I believe Rome expresses the matter like this: it is a discipline of the Latin Rite. The Byzantine Catholics, using the Eastern rite, are permitted the Eastern discipline of marriage for the priests (I believe, only before ordination).
That is correct. Marriage must take place before ordination. That is true also for non Latin Orthodox. Allowance for marriage is not universal for Uniate Rite Catholics. For example the Ukranians may not.
Peace, JOHN
So marriage is allowed as a ‘pre existing condition’ ... allowed because it would be a violation of marital vows to terminate the marriage because a man became a priest.
Not quite. It is allowed because the discipline is no marriage after ordination. In the Orthodox Church, bishops may not marry (some of us feel that may change over time), but priests may remain married if they were married before ordination. Essentially, it is a discipline, not a dogma, and so the Church is free to change it in either direction, either forbidding married priests (which I do not think will ever happen) or allowing married bishops (which might).
The reason for it, though, has to do with the development of the priesthood over time and, probably more pertinent to this board, the sacramental understanding of both marriage and the priesthood, as well as two practical concerns I'll touch on now -- ability to oversee the Church and concerns for lands held by bishops being transferred to heirs of bishops instead of the Church. Because I know very little about the history of both concerns, I'll just leave them here and let you all look into it as you will. I will also say celibacy carries with it another practical issue -- economics. Put simply, it is hard to support a priest and his family on what most parishes can pay. That, thus far, has not weighed against all the benefits to having married clergy in the Orthodox Church. I doubt it will.

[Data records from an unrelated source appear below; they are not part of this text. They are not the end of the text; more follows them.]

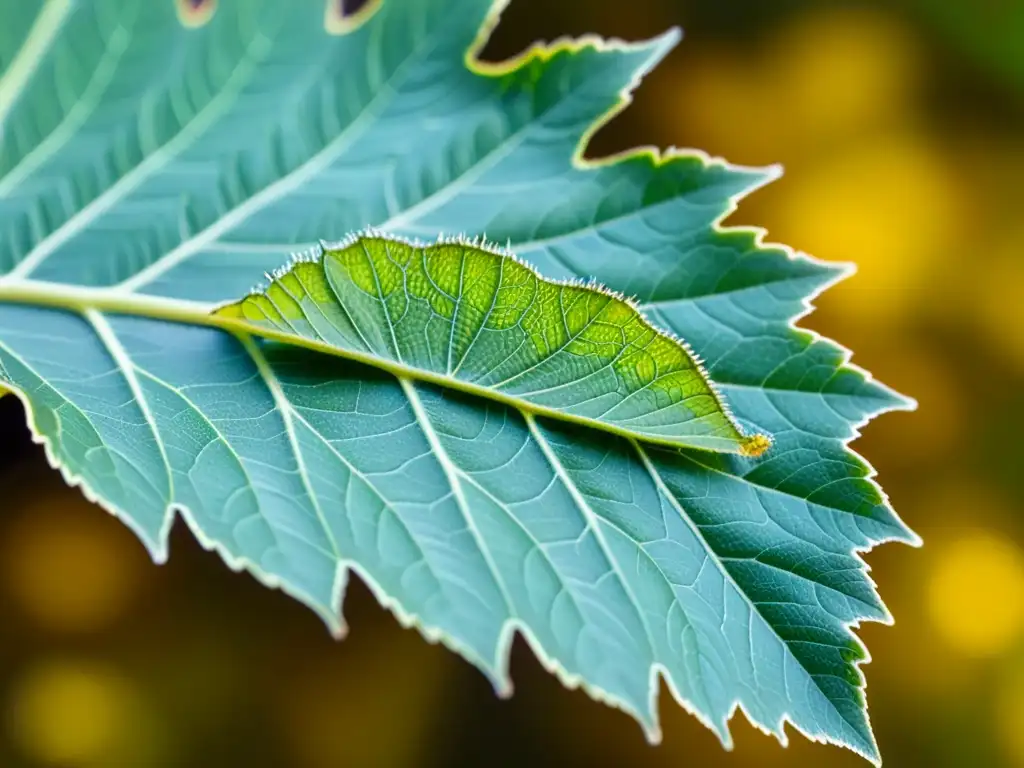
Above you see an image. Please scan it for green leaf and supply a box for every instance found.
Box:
[215,234,768,455]
[0,0,915,760]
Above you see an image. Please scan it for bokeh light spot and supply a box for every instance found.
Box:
[0,488,151,632]
[8,662,132,766]
[766,136,961,325]
[928,532,1024,656]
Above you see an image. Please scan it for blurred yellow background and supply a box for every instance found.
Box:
[0,0,1024,768]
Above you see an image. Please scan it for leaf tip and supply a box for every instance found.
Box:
[739,434,771,459]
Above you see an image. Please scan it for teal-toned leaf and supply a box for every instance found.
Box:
[0,0,914,760]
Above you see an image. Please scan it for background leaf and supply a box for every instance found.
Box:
[0,0,913,759]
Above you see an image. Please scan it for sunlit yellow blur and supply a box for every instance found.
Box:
[928,536,1024,656]
[663,7,923,164]
[0,490,152,632]
[994,666,1024,766]
[769,135,958,326]
[281,633,443,768]
[7,662,134,766]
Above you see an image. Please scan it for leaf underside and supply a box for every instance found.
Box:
[0,0,915,761]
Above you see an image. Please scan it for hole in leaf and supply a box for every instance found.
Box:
[176,0,217,28]
[324,0,381,35]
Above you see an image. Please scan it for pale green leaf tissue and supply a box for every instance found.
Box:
[0,0,916,762]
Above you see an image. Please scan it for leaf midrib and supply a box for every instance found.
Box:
[0,275,729,450]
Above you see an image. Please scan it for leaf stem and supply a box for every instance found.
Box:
[0,275,770,456]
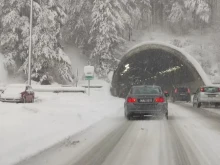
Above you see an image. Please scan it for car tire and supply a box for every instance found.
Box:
[126,114,132,120]
[193,101,196,107]
[23,97,27,103]
[197,102,202,108]
[165,113,169,120]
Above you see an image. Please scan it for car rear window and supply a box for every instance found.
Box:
[177,88,188,92]
[131,87,161,95]
[204,87,219,93]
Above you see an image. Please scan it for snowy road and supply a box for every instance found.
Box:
[18,103,220,165]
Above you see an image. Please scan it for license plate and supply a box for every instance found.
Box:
[139,99,153,103]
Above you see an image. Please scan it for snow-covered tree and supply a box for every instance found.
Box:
[0,0,72,82]
[90,0,124,78]
[63,0,93,49]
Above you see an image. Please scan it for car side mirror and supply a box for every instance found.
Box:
[164,93,170,97]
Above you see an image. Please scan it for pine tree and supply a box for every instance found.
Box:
[90,0,124,78]
[0,0,73,82]
[63,0,92,50]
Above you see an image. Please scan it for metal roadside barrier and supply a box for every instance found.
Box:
[32,85,86,93]
[81,85,103,88]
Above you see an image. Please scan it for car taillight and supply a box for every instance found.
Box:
[188,88,190,93]
[155,97,165,103]
[127,97,137,103]
[200,88,205,92]
[175,89,178,93]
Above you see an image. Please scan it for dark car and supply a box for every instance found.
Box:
[124,86,168,120]
[172,87,191,102]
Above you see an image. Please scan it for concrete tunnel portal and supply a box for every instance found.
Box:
[111,42,210,97]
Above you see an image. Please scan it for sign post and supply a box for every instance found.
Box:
[84,65,95,96]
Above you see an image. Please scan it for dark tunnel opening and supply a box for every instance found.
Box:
[111,45,204,97]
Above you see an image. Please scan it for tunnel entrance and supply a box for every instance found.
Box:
[111,43,209,97]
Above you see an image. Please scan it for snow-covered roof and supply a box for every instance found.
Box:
[126,41,212,85]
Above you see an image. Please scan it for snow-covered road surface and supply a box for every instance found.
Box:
[0,85,124,165]
[18,103,220,165]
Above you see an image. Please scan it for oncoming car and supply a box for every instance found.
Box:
[124,86,168,120]
[193,86,220,108]
[0,84,34,103]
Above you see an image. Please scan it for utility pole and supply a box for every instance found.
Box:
[28,0,33,85]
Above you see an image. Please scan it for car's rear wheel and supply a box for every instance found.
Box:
[197,102,202,108]
[23,97,27,103]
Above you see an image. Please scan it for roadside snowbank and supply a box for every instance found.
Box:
[0,84,124,165]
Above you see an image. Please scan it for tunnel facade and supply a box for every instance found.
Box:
[111,42,211,97]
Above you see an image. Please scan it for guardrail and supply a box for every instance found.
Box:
[0,85,86,93]
[32,85,86,93]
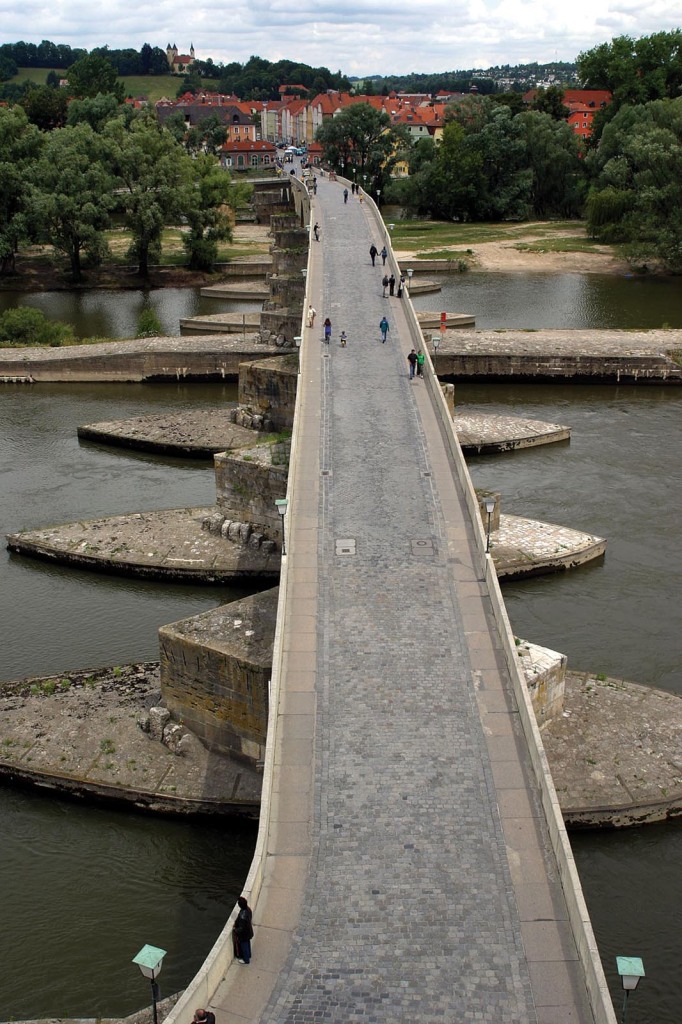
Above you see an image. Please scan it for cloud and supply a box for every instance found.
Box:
[0,0,682,77]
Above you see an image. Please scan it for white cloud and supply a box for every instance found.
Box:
[0,0,682,76]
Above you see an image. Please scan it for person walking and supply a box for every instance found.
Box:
[191,1007,215,1024]
[408,348,417,380]
[232,896,253,964]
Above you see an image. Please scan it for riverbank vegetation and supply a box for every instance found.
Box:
[0,101,250,283]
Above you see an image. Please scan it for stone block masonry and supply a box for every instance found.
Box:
[159,588,278,766]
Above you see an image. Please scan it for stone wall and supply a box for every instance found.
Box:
[159,588,278,765]
[214,441,290,545]
[239,352,298,430]
[516,640,568,729]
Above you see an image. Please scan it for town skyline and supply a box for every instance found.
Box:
[0,0,682,78]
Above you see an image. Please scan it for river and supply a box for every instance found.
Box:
[0,286,682,1024]
[0,384,262,1020]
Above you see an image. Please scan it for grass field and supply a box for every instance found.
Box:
[378,220,598,259]
[10,68,218,103]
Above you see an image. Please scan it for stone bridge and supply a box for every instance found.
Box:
[167,178,615,1024]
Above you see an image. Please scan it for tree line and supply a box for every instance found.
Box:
[0,93,249,282]
[0,39,170,81]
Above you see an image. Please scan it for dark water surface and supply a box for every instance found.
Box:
[0,288,263,338]
[0,376,682,1024]
[413,271,682,331]
[0,384,262,1020]
[456,384,682,1024]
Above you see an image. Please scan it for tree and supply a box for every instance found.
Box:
[0,56,16,82]
[316,103,409,189]
[532,85,570,121]
[588,98,682,273]
[0,106,43,273]
[20,85,69,131]
[0,306,74,347]
[577,29,682,115]
[408,122,483,220]
[515,111,587,217]
[32,124,114,282]
[183,154,245,270]
[67,92,121,132]
[104,112,194,278]
[67,53,125,103]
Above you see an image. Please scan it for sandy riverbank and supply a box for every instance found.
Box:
[395,222,632,274]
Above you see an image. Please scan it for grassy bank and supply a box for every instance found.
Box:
[382,220,604,259]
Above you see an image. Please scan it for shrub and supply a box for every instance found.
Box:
[0,306,74,347]
[135,307,164,338]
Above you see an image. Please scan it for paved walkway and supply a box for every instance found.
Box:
[212,180,593,1024]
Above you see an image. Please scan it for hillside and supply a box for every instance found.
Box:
[9,68,218,103]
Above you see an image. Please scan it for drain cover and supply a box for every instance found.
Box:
[336,538,355,555]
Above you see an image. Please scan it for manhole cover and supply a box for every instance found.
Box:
[410,541,435,555]
[336,538,355,555]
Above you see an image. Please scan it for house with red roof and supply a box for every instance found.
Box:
[220,139,278,171]
[523,89,612,139]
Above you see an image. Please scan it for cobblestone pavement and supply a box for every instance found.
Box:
[244,182,592,1024]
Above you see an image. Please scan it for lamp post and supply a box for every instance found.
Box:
[615,956,644,1024]
[132,945,166,1024]
[485,498,495,555]
[274,498,289,555]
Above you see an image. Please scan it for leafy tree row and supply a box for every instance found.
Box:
[0,39,170,75]
[317,96,586,220]
[0,104,245,282]
[206,56,350,99]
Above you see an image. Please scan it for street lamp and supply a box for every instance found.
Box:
[485,498,495,555]
[274,498,289,555]
[132,945,166,1024]
[615,956,644,1024]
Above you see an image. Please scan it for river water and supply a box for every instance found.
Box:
[0,384,262,1020]
[0,274,682,1024]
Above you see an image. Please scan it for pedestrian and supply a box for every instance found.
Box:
[232,896,253,964]
[191,1009,215,1024]
[408,348,417,380]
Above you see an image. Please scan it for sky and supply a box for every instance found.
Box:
[0,0,682,78]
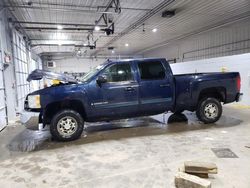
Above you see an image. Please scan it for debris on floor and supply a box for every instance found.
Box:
[168,113,188,124]
[211,148,238,158]
[184,161,218,177]
[175,172,211,188]
[175,161,218,188]
[245,144,250,148]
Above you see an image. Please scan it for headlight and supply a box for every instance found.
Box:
[28,95,41,108]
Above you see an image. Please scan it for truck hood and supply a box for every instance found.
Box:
[27,69,78,83]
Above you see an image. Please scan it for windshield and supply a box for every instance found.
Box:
[80,65,103,82]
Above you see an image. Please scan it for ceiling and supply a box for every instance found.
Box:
[4,0,250,56]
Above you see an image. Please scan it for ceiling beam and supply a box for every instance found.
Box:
[12,21,106,27]
[91,0,175,56]
[22,27,95,31]
[0,2,151,13]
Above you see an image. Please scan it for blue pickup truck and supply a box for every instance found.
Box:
[21,58,242,141]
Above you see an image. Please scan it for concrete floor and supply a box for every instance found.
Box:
[0,106,250,188]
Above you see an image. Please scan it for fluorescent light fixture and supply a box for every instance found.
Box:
[95,25,101,31]
[57,25,63,30]
[152,28,157,33]
[57,40,62,46]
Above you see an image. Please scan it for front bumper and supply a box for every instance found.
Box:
[20,111,40,130]
[235,93,243,102]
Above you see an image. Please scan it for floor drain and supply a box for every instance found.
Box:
[211,148,238,158]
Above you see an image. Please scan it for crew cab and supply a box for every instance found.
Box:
[21,58,242,141]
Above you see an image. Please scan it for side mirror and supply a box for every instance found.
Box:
[96,75,108,86]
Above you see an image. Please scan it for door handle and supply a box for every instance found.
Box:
[125,87,135,91]
[160,84,170,87]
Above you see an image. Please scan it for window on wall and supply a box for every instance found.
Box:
[12,31,30,112]
[104,63,133,82]
[138,61,165,80]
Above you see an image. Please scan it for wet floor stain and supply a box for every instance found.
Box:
[4,113,241,152]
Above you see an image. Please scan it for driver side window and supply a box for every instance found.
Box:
[103,63,133,82]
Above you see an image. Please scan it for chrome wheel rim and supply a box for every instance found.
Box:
[204,103,219,119]
[57,116,78,137]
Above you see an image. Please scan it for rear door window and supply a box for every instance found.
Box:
[104,63,133,82]
[138,61,165,80]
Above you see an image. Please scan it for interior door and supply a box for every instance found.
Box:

As to the sacramental understanding, however, the call to the priesthood is considered a "higher" calling. Not that the priest himself is higher, but rather that the call to Holy Orders is beyond that of matrimony. It carries with it higher spiritual responsibilities. Some of these concerns led to the Latin rite practice of having only celibate priests. Because we share the concerns, but not the discipline, we allow priests to remain married if they already are, but do not allow them to become married once they enter the priesthood. For the same reason, a married priest who is widowed is not allowed to remarry, nor is his wife allowed to remarry if he predeceases her (because she by virtue of her marriage to him is a part of his priesthood, though she herself is not a priest). Similarly, a priest who divorces his wife, whether through his fault or hers, is defrocked, since the sacrament of nuptials is then broken. It would be like renouncing his baptism or disdaining communion.